Nurdin Halid: Desakan Agar Geser Novanto Tak Perlu Didengar

Jum'at, 21 Juli 2017 | 19:34 WIB
Nurdin Halid: Desakan Agar Geser Novanto Tak Perlu Didengar
Ketua Harian DPP Partai Golkar Nurdin Halid [suara.com/Ummi Hadyah Saleh]
Follow Suara.com untuk mendapatkan informasi terkini. Klik WhatsApp Channel & Google News
Ketua Harian DPP Partai Golkar Nurdin Halid mengatakan munculnya desakan agar Golkar menyelenggarakan Musyawarah Nasional Luar Biasa untuk menggeser Setya Novanto dari posisi ketua umum tidak perlu didengarkan. Desakan muncul setelah Novanto menjadi tersangka kasus dugaan korupsi proyek e-KTP.
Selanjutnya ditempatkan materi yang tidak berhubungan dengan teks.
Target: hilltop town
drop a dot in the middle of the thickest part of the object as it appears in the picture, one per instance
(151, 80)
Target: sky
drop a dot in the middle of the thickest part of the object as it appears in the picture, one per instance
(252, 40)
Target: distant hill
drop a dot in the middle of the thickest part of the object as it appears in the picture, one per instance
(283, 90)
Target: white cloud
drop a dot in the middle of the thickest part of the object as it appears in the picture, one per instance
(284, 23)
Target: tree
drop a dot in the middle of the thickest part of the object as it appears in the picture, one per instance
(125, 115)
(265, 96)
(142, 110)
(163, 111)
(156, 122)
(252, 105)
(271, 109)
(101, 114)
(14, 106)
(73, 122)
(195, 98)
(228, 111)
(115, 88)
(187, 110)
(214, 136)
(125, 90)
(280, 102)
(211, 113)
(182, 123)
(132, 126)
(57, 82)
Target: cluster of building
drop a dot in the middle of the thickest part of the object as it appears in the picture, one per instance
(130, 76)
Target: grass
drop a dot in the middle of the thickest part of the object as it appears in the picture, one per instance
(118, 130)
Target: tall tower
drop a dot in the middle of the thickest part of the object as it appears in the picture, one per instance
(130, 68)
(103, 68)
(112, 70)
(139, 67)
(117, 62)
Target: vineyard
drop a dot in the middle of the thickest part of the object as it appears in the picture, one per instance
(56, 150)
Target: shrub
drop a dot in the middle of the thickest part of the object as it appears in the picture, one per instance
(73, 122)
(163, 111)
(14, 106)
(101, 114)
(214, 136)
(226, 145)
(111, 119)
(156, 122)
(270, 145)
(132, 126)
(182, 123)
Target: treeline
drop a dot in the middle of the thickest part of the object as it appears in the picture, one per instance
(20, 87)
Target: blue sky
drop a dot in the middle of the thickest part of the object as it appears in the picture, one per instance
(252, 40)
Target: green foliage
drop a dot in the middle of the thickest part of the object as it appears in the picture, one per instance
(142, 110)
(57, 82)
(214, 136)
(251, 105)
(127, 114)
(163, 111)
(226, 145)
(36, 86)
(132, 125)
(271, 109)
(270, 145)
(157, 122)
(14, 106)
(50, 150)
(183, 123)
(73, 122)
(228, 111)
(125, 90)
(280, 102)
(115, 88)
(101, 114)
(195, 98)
"Ya, itu tidak perlu kita dengar," ujar Nurdin di kantor DPP Partai Golkar, Jalan Anggrek Neli Murni, Slipi, Jakarta, Jumat (21/7/2017), malam.

Menurut Nurdin Golkar memiliki mekanisme untuk melakukan munaslub yakni harus lewat usulan Dewan Pimpinan Daerah Provinsi.
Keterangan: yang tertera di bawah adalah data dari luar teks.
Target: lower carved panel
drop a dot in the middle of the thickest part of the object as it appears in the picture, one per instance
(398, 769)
Namun, kata Nurdin, dari tingkat provinsi hingga Rapat Pimpinan Nasional Partai Golkar sampai hari ini tidak ada usulan untuk munaslub untuk mengganti Novanto.

"Karena ada mekanisme untuk munaslub. Yaitu diusulkan DPD 2 dan DPD 1, 2 atau 3. Tidak ada yang mengusulkan. Bahkan DPD 1 sudah berketepatan, Rapimnas memutuskan tidak ada munaslub," kata dia.
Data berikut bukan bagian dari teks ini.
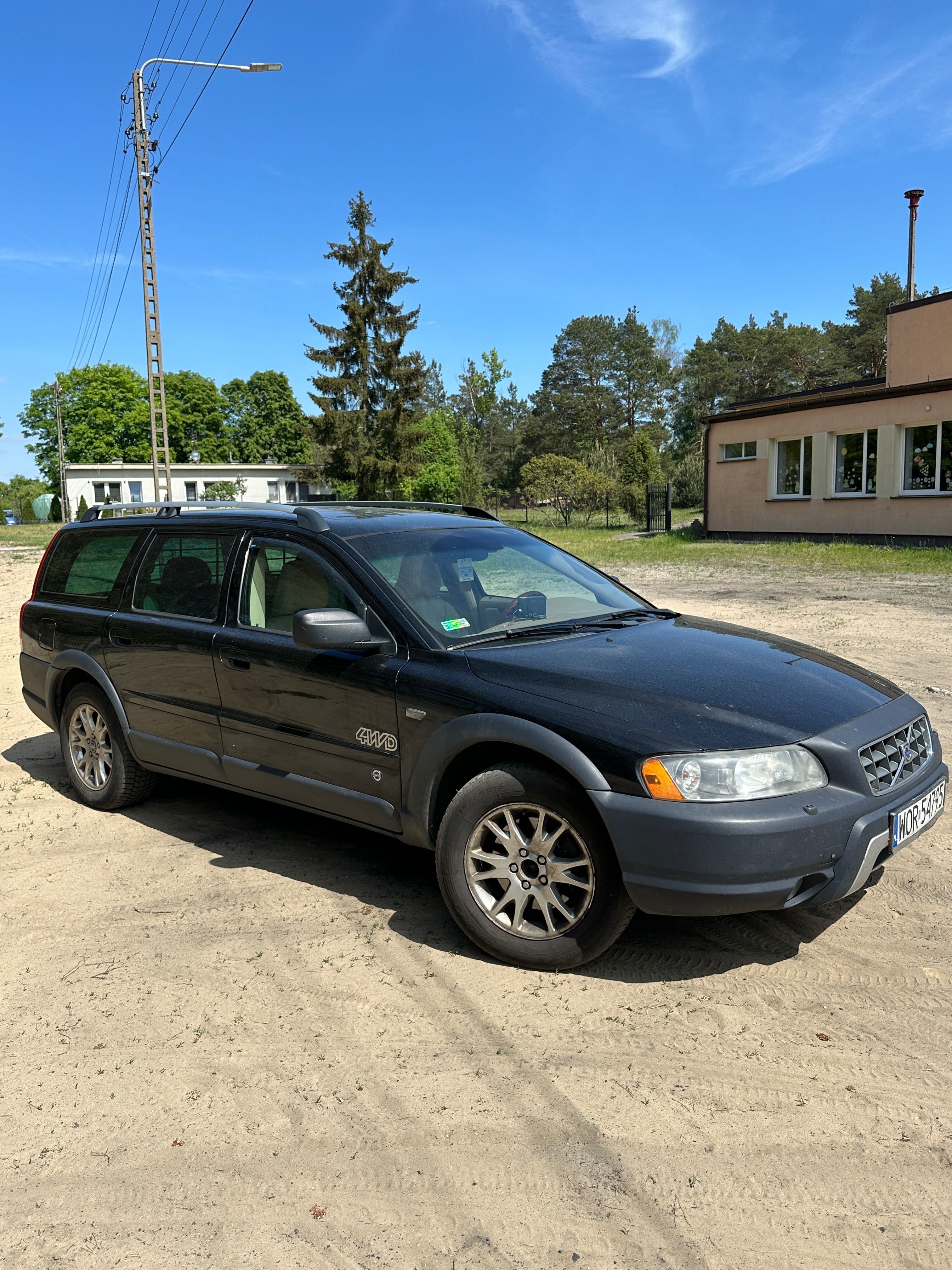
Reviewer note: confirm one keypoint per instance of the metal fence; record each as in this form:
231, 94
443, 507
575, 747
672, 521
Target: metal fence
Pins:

Nurdin menegaskan munculnya desakan tersebut tidak perlu dibesar-besarkan.

"Jadi kalau ada suara perseorangan ya anggap biasa aja," kata dia.
 
Ketua Koordinator Bidang Pemenangan Pemilu Indonesia I Sumatera-Jawa Partai Golkar, Nusron Wahid, gejolak yang terjadi di Golkar merupakan bagian dari dinamika.

"Kasih kesempatan Golkar berkonsolidasi internal dulu. Pasti akan segera menemukan formatnya. Di Golkar itu sudah biasa mengarungi ombak yang besar," ujar Nusron di Hotel Pullman, Jalan M. H. Thamrin, Jakarta Pusat, Rabu (19/7/2017).

Nusron yakin Golkar akan menemukan jalan keluar dari permasalahan yang dihadapi Novanto.

"Tidak ada kasus Pak SN pun dinamika di internal Golkar sudah tinggi. Jadi ibarat lautan, ombaknya sudah terbiasa tinggi," kata Nusron.

Pada Senin (17/7/2017), KPK menetapkan Novanto menjadi tersangka.

Novanto diduga menggunakan jabatan untuk menguntungkan pribadi, orang lain atau suatu korporasi yang merugikan negara hingga Rp2,3 triliun.

Novanto juga diduga berperan mempengaruhi pemenangan proyek e-KTP yang nilainya mencapai Rp5,9 triliun.

Novanto disangka melanggar Pasal 3 atau Pasal 2 ayat (1) Undang-Undang Nomor 31/1999 sebagaimana telah diubah Undang-Undang Nomor 20/2001 tentang Pemberantasan Tindak Pidana Korupsi juncto Pasal 55 ayat (1) ke-1 KUHP.